As promised, I’m back with the remainder of the DVF Cotton Lace project.
Some people are born to sew couture. It relaxes them they say…… I get that, but before undertaking a couture garment, I always take a deep breath and try to prepare myself for the time commitment couture sewing requires. To date, I have underestimated the time commitment of every project.
But now it’s time to celebrate!
As mentioned in my last Mood Sewing Network post, I ordered the lilac DVF cotton lace from Mood Fabrics last Spring, envisioning a two-piece dress for my daughter’s Bridesmaids’ luncheon. The dress missed the luncheon by eight months, but a whole new wedding season awaits!
Just like the skirt blogged here, the top consists of four layers of fabric which include the heavy cotton lace, oxford cloth, silk organza and Bemberg rayon lining. The DVF lace is no longer available at Mood, but a heavy lace such as this guipure lace would sew similarly. Some readers questioned the weight of oxford cloth as an underlining. It worked out great for the skirt but I sought advice from friends with lots of couture sewing experience before proceeding with the vintage McCall’s 8500 pattern.

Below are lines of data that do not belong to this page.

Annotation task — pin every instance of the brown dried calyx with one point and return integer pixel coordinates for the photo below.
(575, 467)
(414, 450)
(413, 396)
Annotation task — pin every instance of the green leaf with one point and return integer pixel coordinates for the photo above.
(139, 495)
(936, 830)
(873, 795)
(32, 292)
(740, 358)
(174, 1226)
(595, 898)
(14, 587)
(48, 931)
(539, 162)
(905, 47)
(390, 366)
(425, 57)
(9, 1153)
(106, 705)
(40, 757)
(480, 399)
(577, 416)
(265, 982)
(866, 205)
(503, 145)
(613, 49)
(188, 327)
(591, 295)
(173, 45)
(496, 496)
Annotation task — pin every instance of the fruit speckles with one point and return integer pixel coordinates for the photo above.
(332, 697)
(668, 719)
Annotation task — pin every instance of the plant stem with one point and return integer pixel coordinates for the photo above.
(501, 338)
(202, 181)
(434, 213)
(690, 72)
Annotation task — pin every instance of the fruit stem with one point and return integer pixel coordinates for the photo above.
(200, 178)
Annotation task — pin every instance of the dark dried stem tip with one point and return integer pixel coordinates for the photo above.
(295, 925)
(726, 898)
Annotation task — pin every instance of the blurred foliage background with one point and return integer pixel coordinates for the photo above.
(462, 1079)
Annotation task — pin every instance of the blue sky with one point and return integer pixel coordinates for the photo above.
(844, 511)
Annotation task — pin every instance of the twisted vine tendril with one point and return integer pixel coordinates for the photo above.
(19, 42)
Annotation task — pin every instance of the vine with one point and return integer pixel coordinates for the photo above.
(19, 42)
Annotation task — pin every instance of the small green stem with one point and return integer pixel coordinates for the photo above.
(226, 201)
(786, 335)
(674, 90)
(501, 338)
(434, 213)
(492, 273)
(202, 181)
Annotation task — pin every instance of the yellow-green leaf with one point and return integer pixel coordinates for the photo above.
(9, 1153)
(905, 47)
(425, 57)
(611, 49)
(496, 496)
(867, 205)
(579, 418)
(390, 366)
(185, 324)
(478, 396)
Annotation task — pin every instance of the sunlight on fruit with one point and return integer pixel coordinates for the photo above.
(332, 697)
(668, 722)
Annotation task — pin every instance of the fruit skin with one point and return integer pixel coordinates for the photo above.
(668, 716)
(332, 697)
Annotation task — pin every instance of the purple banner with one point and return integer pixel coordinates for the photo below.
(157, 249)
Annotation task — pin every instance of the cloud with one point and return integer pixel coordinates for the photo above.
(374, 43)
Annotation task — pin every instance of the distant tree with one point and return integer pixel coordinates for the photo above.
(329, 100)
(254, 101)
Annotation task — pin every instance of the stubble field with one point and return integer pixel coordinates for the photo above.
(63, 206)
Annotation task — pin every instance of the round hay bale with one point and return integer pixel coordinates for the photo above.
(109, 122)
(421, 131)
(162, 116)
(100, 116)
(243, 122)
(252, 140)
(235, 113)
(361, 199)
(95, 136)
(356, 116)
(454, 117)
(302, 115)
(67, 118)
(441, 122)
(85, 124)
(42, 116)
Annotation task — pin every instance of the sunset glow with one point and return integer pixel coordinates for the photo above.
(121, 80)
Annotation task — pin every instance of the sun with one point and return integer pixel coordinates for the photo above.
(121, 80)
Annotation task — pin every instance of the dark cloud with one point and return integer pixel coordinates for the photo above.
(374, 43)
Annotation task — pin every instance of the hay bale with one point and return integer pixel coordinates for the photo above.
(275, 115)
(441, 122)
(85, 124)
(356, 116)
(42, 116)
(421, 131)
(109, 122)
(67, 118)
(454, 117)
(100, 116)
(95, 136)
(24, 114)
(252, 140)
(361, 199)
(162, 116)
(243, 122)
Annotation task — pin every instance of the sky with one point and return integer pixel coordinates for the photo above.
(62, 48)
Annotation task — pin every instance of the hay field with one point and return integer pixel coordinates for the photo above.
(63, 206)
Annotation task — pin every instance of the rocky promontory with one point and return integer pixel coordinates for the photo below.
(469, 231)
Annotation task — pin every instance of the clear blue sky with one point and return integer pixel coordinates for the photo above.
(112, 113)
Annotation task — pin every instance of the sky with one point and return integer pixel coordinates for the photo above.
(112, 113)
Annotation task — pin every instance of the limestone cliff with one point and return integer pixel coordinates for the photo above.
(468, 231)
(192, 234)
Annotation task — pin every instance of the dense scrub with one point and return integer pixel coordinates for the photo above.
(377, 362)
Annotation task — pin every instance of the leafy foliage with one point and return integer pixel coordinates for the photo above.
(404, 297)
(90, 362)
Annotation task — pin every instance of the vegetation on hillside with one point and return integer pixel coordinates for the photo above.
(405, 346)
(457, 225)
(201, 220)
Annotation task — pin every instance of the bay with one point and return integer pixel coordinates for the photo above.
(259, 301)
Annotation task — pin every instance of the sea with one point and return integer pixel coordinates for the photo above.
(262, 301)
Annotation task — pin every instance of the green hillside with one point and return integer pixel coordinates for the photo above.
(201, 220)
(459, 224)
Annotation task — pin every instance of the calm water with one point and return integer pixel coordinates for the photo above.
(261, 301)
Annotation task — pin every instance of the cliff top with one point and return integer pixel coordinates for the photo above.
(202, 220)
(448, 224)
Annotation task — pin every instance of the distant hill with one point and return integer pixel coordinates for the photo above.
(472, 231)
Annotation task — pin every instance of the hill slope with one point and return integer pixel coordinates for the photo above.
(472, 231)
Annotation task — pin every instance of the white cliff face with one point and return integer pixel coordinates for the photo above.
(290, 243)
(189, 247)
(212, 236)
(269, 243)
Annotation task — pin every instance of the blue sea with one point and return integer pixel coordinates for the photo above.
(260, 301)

I considered a princess seam top because I feared the pattern’s eight darts would be bulky with the layering. Splitting the two bust darts and catch-stitching the waist and back darts to the organza easily solved the problem. I eliminated two of the top back (shoulder) darts, replacing them with dead darts which made for a smoother back.
The zipper is concealed in the side seam.
It took several alterations to achieve the fit I wanted. All sewing techniques and alterations will be discussed on the blog tomorrow, but today I want to relish in the fruits of my labor!
While I took many steps to prepare the lace for sewing, the fabric sews very easily. Many thanks to Mood for offering such great fabrics!
What a difference a top makes to a skirt!